L'article 87 de la loi de Finances pour 2009, crée dans le Code général des impôts, un nouvel article 199 undecies D qui plafonne le montant des réductions d'impôt sur le revenu pouvant être obtenues au cours d'une même année fiscale, au titre des investissements réalisés en outre-mer.
Désormais, la somme des réductions d'impôt sur le revenu mentionnées aux articles 199 undecies A et 199 undecies B et des reports de ces réductions d'impôts, dont l'imputation est admise pour un contribuable au titre d'une même année d'imposition, ne peut excéder un montant de 40.000 euros, ni excéder 15% du revenu imposable du foyer fiscal. Notons que ce plafond ne s'applique après prise en compte de la rétrocession d'une partie de l'avantage fiscal à l'entreprise exploitante.

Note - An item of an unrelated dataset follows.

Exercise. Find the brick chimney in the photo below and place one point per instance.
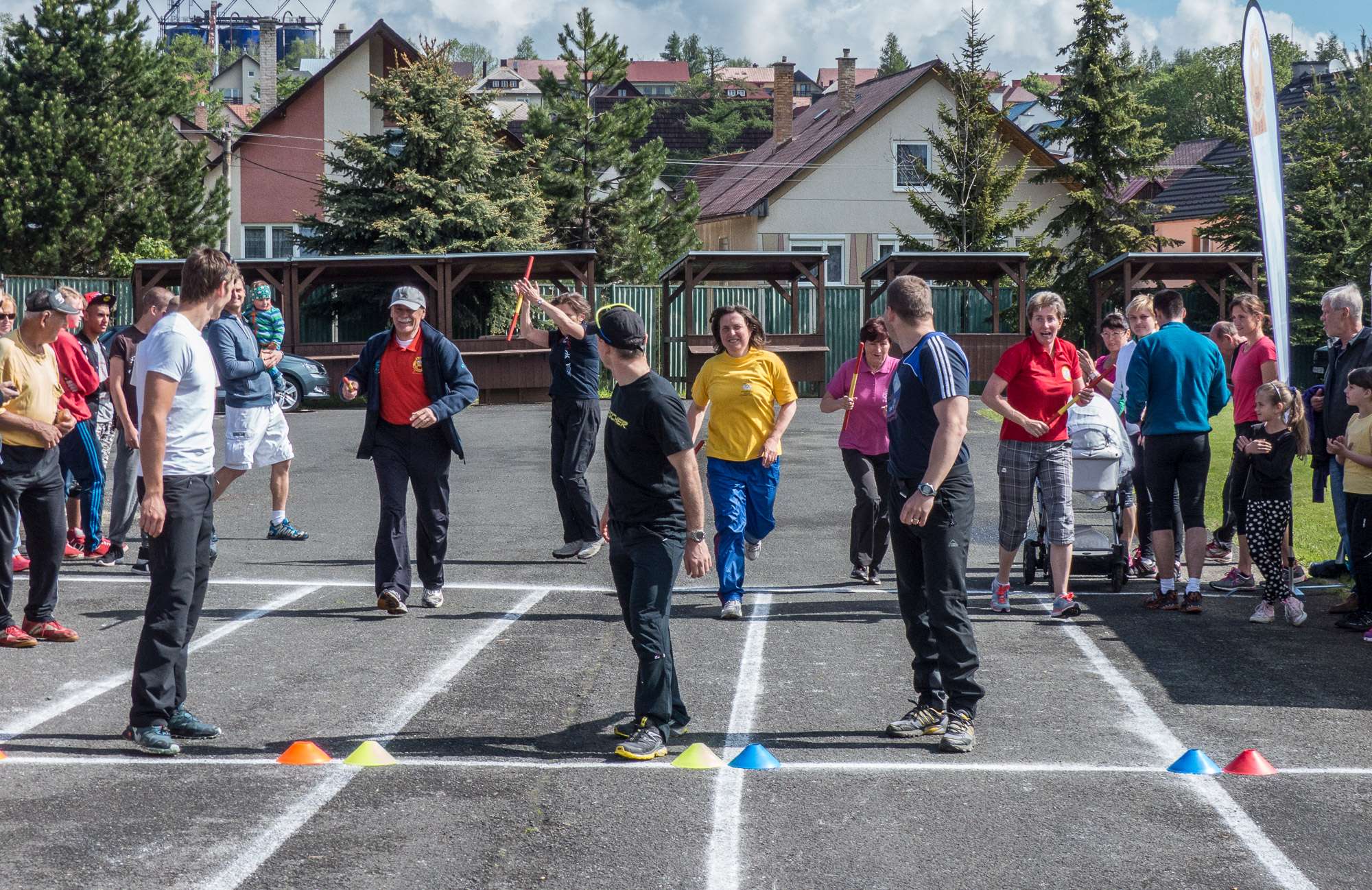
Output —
(847, 83)
(784, 88)
(267, 77)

La réforme prévoit également que lorsque le Code impose un taux de rétrocession minimal de 60%, le montant global de la réduction d'impôt, obtenue au titre de l'article 199 undecies B, sera imputable annuellement dans la limite d'un plafond fixé à 100.000 euros, ce qui correspond à un plafond de 40.000 euros après rétrocession. Si le Code impose un taux de rétrocession minimal de 50%, le montant global de la réduction d'impôt, obtenue au titre de l'article 199 undecies B, sera imputable annuellement dans la limite d'un plafond fixé à 80.000 euros, ce qui correspond à un plafond de 40.000 euros après rétrocession.
Les fractions des réductions d'impôt et des reports qui ne sont pas retenues peuvent toutefois, dans une certaine limite, être imputées.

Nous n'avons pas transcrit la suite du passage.